There are plenty of reasons why I don’t currently have a nest egg for my eventual retirement. Things like, “I once made 28K and lived in Manhattan,” and, “Once I finally made more than 28K, I had credit card debt to pay off,” and, “Once I finally made considerably more than 28K, I had to start saving money to leave my job and become a full-time writer!”

These are all “legitimate” reasons. For much of my 20s, I have lived pay check to pay check. It’s hard to squeeze out and extra X% per month for the far away future when you’re putting dental work on a credit card.

But it also isn’t so hard.

If I had saved only $50 per month for the past 10 years of my life I’d have $6,000. That’s not enough money to retire on, but it’s more than nothing. If I’d scrounged a bit more and saved $100, I’d have $10,000. If I added any work bonuses and freelance earnings, I’d have even more.

While none of that is a lot of money, it’s something, and something is better than nothing. The other thing about “something” – no matter how small the amount – is that it starts a pattern of spending and saving that stays with you for life. It’s a priorities thing, not a money thing.

For the past ten years my priorities have been the “here and now.” I intend to make up for what I haven’t saved over the course of these next decades, and I think I’ve set myself up to do so, but just knowing that I could have saved X amount over the entirety of my 20s is frustrating – incredibly nerdy, and, considering all the regrets I could have, totally manageable, but still something to look back on as I look forward. 

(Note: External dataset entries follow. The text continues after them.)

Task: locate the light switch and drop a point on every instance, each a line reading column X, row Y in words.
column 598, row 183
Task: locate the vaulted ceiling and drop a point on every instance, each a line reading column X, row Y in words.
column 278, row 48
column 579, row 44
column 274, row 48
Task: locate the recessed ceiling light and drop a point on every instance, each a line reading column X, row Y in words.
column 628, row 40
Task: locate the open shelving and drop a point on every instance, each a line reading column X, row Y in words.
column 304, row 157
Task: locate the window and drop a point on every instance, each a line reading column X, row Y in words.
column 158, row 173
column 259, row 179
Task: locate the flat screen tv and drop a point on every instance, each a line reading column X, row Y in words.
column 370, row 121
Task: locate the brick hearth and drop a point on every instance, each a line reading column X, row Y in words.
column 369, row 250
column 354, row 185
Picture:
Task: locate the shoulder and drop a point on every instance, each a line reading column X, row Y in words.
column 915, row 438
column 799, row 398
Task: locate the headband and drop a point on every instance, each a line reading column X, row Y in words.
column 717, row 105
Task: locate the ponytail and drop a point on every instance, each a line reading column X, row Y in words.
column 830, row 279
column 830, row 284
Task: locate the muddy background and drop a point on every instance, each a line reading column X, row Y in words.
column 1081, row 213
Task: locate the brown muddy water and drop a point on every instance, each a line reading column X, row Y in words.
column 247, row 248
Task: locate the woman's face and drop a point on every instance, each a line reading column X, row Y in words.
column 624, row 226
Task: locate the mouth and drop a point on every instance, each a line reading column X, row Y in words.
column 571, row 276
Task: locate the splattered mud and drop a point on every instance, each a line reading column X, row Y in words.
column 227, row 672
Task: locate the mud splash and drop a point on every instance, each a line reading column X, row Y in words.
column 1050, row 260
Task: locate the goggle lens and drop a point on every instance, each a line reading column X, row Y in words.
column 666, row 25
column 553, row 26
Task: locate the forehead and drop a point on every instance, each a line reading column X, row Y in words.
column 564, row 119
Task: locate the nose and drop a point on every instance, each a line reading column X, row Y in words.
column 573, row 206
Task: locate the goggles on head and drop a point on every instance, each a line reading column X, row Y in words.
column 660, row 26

Oh, also, I was once at a party with John Legend and I pretended I didn’t know that he was John Legend. That story is here, and it’s my second biggest regret in life. Talk about being a boob…

Long story short: save your money and don’t pretend you don’t recognize an international music celebrity when you meet one.

1 comments

  1. In an effort to motivate/shame you into action, as you requested, I’d like to point out that actually you’d have a lot more than $10,000 if you’d invested $100 a month over the last 10 years. Those savings would have compounded at whatever rate of return you got on your investment. The Vanguard LifeStrategy Growth fund, for example, returned an annualized 6.95% over the last 10 years from today (this fund is a good balanced long term investment/retirement option – which happens to have 10 years of history I can see, unlike many others target date retirement funds). If you’d invested $100 a month starting 10 years ago at 6.95%, you’d have $17,261 today.